I started writing this in a fit of enthusiasm when the rain started a while ago. I had no idea where it would go, but I hoped the rain would lead me. I should have learnt my lesson, but no. Now I keep looking up at the streetlight so much that my eyes hurt. It doesn’t help. That promising streak is most often an insect drawn to the light. In the morning, if I’m lucky, I might wake up envying the wires outside my window, beads of rain hanging from them and squirrels scampering above. All outdoors, free, and in communion.
I have a few go-to songs for when it rains. How softly Trois Gymnopédies steals into your head and tantalisingly evokes a place that you’ll never know! (To be fair, this is my go-to piece for various occasions.) A Rainy Night in Georgia invites you to step into an Edward Hopper painting — wrapped in your thoughts, you sit at a restaurant window and nurse a cup of hot chocolate, even as the rain splatters against the window and the drops chase one another down the glass. Rain is for longing, for music that brings you the mountains.
But in Chennai, the rain is always in two minds. The clouds rumble and threaten for days before they deign to open up. And when the rain finally arrives, it is before dawn, when you’re lost to the world and the monsters of school exams chase you in horrid dreams, where the invigilator is handing you the question paper and you don’t know a thing; failure is certain. So you grit your teeth and wake to another day of crushing humidity. When dry leaves rattle on the asphalt, in a sudden blast of wind, you drop whatever you are doing, deceived into thinking that the rain is finally here. Disappointment hangs heavy in the street, in the slow fans that cut the thick air and the languor of the animals that curl up in thin slivers of shade.
Up on the terrace, I saw a shooting star a couple of nights ago. At least, I think it was one; it swept by before I could figure out what it was. That same night, a cloud train arranged itself around a star to make it look like a comet. The moon rested in the centre of an iridescent circle. Clear skies flecked by thin, patterned clouds, like fabric. These wisps will float away and band themselves over some unsuspecting inland town, I thought, where nobody yearns or cares for them. They’ll spend themselves in a matter of a few minutes and return wearily to the sea in the most unglamorous fashion.

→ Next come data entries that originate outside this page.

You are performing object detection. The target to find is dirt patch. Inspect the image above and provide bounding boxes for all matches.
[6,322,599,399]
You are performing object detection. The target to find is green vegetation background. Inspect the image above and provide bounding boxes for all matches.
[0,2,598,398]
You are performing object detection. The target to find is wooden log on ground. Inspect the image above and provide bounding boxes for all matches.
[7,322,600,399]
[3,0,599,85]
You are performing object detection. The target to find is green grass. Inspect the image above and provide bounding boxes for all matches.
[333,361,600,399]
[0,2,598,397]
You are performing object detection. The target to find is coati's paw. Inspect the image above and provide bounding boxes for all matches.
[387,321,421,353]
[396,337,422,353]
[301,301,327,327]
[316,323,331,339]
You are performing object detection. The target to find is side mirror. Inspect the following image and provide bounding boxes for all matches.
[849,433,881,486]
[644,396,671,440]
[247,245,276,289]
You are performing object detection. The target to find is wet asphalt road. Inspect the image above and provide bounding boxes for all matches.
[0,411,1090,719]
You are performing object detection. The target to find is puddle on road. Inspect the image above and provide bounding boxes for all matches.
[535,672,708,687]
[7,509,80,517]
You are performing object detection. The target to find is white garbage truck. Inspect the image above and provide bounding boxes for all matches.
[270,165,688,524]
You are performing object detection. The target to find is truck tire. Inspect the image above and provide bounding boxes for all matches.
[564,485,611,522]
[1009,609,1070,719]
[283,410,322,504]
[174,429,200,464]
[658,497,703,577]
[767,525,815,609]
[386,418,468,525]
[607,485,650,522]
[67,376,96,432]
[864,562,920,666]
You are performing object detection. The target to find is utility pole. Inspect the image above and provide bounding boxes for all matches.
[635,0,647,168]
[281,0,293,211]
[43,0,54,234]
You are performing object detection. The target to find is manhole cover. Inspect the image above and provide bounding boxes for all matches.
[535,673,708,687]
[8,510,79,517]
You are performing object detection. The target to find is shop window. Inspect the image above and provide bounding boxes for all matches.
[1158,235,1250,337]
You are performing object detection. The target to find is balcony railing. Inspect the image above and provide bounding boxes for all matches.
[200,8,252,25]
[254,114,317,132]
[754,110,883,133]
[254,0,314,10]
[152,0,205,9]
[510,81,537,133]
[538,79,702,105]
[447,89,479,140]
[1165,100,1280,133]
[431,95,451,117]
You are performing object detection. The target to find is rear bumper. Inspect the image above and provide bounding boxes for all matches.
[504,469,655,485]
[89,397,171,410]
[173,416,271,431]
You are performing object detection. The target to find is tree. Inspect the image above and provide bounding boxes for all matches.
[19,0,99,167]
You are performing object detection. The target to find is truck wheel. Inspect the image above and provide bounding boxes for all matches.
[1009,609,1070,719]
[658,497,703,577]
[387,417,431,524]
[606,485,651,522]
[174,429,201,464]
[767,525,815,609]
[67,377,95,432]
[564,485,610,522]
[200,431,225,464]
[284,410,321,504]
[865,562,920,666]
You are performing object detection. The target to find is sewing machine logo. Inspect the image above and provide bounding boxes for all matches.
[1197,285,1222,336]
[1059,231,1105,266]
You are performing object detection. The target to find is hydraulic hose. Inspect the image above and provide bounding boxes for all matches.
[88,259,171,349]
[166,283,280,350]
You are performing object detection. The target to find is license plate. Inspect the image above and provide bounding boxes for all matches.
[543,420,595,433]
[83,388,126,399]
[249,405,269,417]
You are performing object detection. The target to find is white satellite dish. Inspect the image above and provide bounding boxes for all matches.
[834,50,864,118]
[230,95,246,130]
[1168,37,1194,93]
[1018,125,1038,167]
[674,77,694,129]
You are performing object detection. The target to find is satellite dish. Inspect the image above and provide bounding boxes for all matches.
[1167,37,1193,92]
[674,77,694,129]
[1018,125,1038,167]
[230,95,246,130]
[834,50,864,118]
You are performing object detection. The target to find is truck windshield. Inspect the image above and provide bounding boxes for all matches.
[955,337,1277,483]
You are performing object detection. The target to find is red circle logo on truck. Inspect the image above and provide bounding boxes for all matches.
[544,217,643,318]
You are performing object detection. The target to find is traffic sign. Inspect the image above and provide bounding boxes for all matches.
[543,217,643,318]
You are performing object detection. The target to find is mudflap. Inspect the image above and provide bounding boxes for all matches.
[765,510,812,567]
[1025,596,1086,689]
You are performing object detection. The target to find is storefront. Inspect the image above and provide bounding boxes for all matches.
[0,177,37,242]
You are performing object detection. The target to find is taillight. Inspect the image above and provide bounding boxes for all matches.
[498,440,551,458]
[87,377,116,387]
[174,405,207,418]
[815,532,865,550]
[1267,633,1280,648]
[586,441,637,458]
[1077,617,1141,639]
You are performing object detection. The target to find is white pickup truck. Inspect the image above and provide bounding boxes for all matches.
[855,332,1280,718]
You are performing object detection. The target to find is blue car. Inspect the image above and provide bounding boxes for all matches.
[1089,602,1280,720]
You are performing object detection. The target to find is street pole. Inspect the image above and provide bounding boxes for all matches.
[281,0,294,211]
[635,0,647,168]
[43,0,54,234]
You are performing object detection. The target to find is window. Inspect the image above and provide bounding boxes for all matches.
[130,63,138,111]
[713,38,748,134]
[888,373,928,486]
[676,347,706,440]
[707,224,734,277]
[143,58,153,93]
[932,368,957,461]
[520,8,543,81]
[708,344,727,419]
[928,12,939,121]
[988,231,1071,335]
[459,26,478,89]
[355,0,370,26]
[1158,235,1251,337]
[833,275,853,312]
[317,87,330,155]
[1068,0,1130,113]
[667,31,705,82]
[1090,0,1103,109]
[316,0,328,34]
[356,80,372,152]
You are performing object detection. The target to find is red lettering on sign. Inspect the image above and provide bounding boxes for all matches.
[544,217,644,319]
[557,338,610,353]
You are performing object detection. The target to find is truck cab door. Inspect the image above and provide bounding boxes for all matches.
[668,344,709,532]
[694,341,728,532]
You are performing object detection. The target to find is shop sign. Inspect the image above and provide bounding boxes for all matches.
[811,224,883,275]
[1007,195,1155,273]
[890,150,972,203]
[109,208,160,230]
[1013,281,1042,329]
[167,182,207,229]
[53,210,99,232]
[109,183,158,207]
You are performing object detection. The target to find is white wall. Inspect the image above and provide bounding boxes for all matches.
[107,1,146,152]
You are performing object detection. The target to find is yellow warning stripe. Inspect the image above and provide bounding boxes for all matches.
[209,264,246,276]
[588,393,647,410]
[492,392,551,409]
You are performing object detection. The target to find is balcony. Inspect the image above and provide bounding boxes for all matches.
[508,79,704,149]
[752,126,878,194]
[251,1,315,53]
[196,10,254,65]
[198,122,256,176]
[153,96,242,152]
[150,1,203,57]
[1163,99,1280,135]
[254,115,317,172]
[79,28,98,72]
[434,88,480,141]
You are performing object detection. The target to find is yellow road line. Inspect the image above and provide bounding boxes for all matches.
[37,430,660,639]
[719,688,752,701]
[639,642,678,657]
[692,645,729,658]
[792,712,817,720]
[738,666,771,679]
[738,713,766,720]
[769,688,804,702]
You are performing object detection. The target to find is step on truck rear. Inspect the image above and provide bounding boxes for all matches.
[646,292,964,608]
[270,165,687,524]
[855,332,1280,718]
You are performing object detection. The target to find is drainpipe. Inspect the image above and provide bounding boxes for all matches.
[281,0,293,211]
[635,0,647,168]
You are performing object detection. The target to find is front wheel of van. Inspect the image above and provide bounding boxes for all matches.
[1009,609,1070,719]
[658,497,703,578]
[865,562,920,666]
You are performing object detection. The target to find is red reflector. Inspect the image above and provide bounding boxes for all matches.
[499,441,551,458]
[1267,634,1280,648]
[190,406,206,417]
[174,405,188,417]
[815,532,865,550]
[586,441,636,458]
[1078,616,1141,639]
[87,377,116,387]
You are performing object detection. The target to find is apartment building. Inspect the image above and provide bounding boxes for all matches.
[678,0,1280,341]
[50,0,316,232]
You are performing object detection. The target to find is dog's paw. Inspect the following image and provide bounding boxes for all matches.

Then the rain fell at midnight, a neon-lit downpour, and we were acquainted again. Shy, penitent, arms outstretched. It only sneaks in, showing itself but briefly, and will play truant again. You know those North Indian love songs that poets composed for the monsoon? I’m almost certain they were written as much for the rain as for the lover. And it will return at some point, wheedling, cajoling and roaring, as if it never left. Until then, books and music will come to the rescue.